Various inorganic salts can be encapsulated inside the comparatively narrow (0.8-2 nm) hollow core of single-walled carbon nanotubes (SWNTs) by molten phase capillary wetting. A new synthetic strategy is presented allowing the formation of one dimensional (1D) inorganic crystals or core-shell nanotubular structures by using multiwall WS2 nanotubes as host templates. Molten phase wetting with CsI results in the formation of 1D crystal structures inside WS2 nanocapillaries with a Moire pattern. The relatively large diameter of the WS2 nanotube (with inner and outer diameters of ca. 10 and 20 nm, respectively), allows a conformal folding of the guest PbI2 layers (PbI2@WS2 core-shell nanotubes) on the interior wall of the WS2 nanotube-template, thus leading to relatively defect-free core-shell inorganic nanotubular structures, which have not been previously observed within carbon nanotubes (CNTs).

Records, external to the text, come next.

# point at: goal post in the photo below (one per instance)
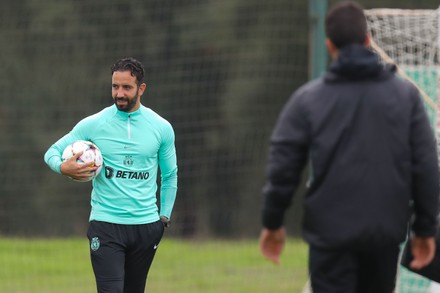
(410, 39)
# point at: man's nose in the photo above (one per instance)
(119, 94)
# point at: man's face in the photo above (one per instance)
(125, 91)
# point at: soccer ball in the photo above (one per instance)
(91, 153)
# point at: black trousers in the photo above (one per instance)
(353, 271)
(121, 255)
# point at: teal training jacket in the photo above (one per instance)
(134, 145)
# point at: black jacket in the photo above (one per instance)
(372, 155)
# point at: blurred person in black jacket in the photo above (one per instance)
(373, 164)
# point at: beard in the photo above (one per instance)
(125, 104)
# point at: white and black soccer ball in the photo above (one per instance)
(91, 153)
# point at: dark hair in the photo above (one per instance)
(130, 64)
(346, 24)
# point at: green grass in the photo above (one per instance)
(63, 265)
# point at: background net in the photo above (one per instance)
(410, 38)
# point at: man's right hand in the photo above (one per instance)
(78, 171)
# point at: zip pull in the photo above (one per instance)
(128, 127)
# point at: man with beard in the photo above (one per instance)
(126, 224)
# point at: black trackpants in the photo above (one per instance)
(121, 255)
(353, 271)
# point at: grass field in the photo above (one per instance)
(63, 265)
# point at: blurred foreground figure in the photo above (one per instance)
(373, 165)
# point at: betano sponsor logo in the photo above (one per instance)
(140, 175)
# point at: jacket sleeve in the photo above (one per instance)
(288, 153)
(168, 168)
(425, 173)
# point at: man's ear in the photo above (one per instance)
(142, 88)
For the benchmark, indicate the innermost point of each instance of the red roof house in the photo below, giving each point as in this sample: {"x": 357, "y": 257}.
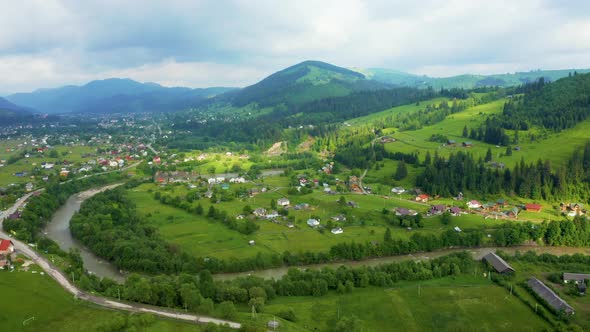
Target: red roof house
{"x": 6, "y": 247}
{"x": 533, "y": 207}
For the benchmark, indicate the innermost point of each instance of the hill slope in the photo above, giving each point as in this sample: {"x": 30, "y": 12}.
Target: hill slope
{"x": 113, "y": 95}
{"x": 467, "y": 81}
{"x": 304, "y": 82}
{"x": 11, "y": 113}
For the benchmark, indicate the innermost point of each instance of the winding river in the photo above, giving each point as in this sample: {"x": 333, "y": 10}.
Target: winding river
{"x": 59, "y": 231}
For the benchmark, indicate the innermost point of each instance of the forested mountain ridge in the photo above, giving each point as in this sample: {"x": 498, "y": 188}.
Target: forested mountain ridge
{"x": 303, "y": 82}
{"x": 556, "y": 106}
{"x": 466, "y": 81}
{"x": 112, "y": 96}
{"x": 12, "y": 113}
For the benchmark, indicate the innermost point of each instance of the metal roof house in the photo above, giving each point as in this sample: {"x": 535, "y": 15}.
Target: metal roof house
{"x": 498, "y": 263}
{"x": 556, "y": 302}
{"x": 575, "y": 277}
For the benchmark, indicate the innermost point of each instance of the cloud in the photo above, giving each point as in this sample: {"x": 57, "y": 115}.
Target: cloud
{"x": 224, "y": 42}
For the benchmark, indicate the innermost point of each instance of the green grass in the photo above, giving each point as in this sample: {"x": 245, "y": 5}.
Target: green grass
{"x": 26, "y": 295}
{"x": 199, "y": 236}
{"x": 465, "y": 303}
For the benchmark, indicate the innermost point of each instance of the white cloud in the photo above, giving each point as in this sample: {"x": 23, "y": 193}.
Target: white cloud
{"x": 225, "y": 42}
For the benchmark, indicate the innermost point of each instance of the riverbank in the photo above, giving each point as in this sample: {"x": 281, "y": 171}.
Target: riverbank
{"x": 58, "y": 230}
{"x": 477, "y": 254}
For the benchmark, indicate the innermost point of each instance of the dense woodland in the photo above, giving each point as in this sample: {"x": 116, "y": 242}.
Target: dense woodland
{"x": 462, "y": 173}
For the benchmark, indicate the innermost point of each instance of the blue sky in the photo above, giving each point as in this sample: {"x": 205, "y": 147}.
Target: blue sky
{"x": 48, "y": 43}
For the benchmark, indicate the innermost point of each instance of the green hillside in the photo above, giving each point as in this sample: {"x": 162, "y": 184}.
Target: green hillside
{"x": 466, "y": 81}
{"x": 304, "y": 82}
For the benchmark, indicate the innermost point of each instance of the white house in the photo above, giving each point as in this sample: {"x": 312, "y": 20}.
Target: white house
{"x": 474, "y": 204}
{"x": 313, "y": 222}
{"x": 259, "y": 212}
{"x": 283, "y": 202}
{"x": 338, "y": 230}
{"x": 398, "y": 190}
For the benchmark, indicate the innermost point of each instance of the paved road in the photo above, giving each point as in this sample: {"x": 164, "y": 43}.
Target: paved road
{"x": 56, "y": 274}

Core-shell WS2@MoS2 nanotubes can be obtained by the gas-phase reaction of MoCl5 with sulfur in the presence of WS2 nanotubes. The mechanism of imbibition/solidification of the molten salt into the hollow cores of MoS2 nanotubes has been studied by molecular dynamics simulations, showing major differences between layered compounds and those with quasi-isotropic structure. Theoretical considerations also show the conditions for the stability of such core-shell 1D nanostructures. These new strategies can open up many possibilities for the synthesis of new nanotubular structures.